Pour lui, « il est plus que désolant de constater la manière dont est malmené le réseau collégial par le gouvernement du Québec, alors que c’est un joyau de l’enseignement supérieur qui est, par surcroît, unique au monde. Les coupes et les restrictions budgétaires répétées depuis la dernière année mettent à mal l’existence même de ce réseau d’éducation qui offre de la formation de qualité, tant en enseignement technique qu’en enseignement préuniversitaire, et ce, sur tout le territoire québécois, favorisant ainsi l’accessibilité à l’éducation, mais également à la culture à l’ensemble de la population. »
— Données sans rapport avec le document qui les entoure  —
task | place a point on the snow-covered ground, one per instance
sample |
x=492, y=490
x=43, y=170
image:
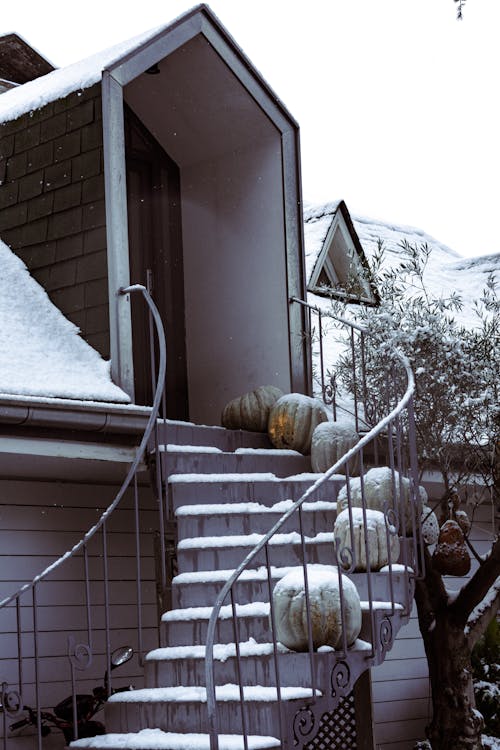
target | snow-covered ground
x=41, y=352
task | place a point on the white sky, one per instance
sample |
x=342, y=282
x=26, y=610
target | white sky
x=397, y=101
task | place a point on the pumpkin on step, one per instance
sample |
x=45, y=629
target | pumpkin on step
x=382, y=491
x=290, y=609
x=430, y=526
x=330, y=441
x=380, y=539
x=451, y=557
x=251, y=411
x=292, y=421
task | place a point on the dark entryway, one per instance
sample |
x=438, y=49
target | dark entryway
x=155, y=242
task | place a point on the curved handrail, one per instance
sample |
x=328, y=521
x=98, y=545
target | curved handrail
x=162, y=367
x=405, y=400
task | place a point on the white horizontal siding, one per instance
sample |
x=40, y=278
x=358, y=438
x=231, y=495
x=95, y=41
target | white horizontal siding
x=39, y=521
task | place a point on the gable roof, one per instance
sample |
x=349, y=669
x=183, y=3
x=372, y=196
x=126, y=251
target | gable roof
x=336, y=265
x=89, y=71
x=41, y=353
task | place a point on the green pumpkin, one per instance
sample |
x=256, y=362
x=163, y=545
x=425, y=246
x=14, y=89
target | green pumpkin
x=251, y=411
x=292, y=421
x=331, y=441
x=290, y=609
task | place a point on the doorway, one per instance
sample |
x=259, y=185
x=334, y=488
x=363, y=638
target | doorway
x=156, y=258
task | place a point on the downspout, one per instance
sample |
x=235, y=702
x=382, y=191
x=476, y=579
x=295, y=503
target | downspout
x=115, y=184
« Alors que nos membres mettent de l’énergie année après année pour mettre en place des activités et des stratégies visant à favoriser la réussite, l’instabilité du financement est à la fois contre-productive et démoralisante. C’est aussi pour cette raison que nous organisons notre congrès cette année sur un thème mobilisateur, soit Redonner du cœur au savoir. Cependant, pour y arriver, les ressources doivent être au rendez-vous, pas être retranchées des budgets des cégeps! », ajoute M. Blanchet.
La force du public : ensemble on fait école !
Ces demandes des syndicalistes de l’éducation québécois s’inscrivent en droite ligne de la campagne de l’Internationale de l’Éducation, « La force du public : ensemble on fait école! ». Cette campagne représente un appel urgent aux gouvernements pour qu'ils investissent dans l’enseignement public, un droit humain fondamental et un bien public, et qu'ils investissent davantage dans les enseignant·e·s, le facteur le plus important pour parvenir à une éducation de qualité.
« Quand on coupe dans le secteur collégial, ce ne sont pas des postes qui disparaissent. Ce sont des services d’aide, des activités éducatives, du soutien psychosocial, des projets porteurs et des équipes déjà durement affectés par le manque de ressources. Ce sont des jeunes qui reçoivent moins que ce à quoi ils ont droit. Cette attaque contre notre réseau collégial n’est pas un cas isolé : elle reflète une vision réductrice des services publics qu’on observe malheureusement un peu partout dans le monde. À travers la campagne La force du public, nous nous levons collectivement pour rappeler que l’éducation ne peut pas être sacrifiée. Réinvestir dans nos cégeps, c’est investir dans la réussite et l’avenir du Québec », affirme Marjolaine Perreault, directrice générale de la CSQ et membre du bureau exécutif de l’Internationale de l’Éducation.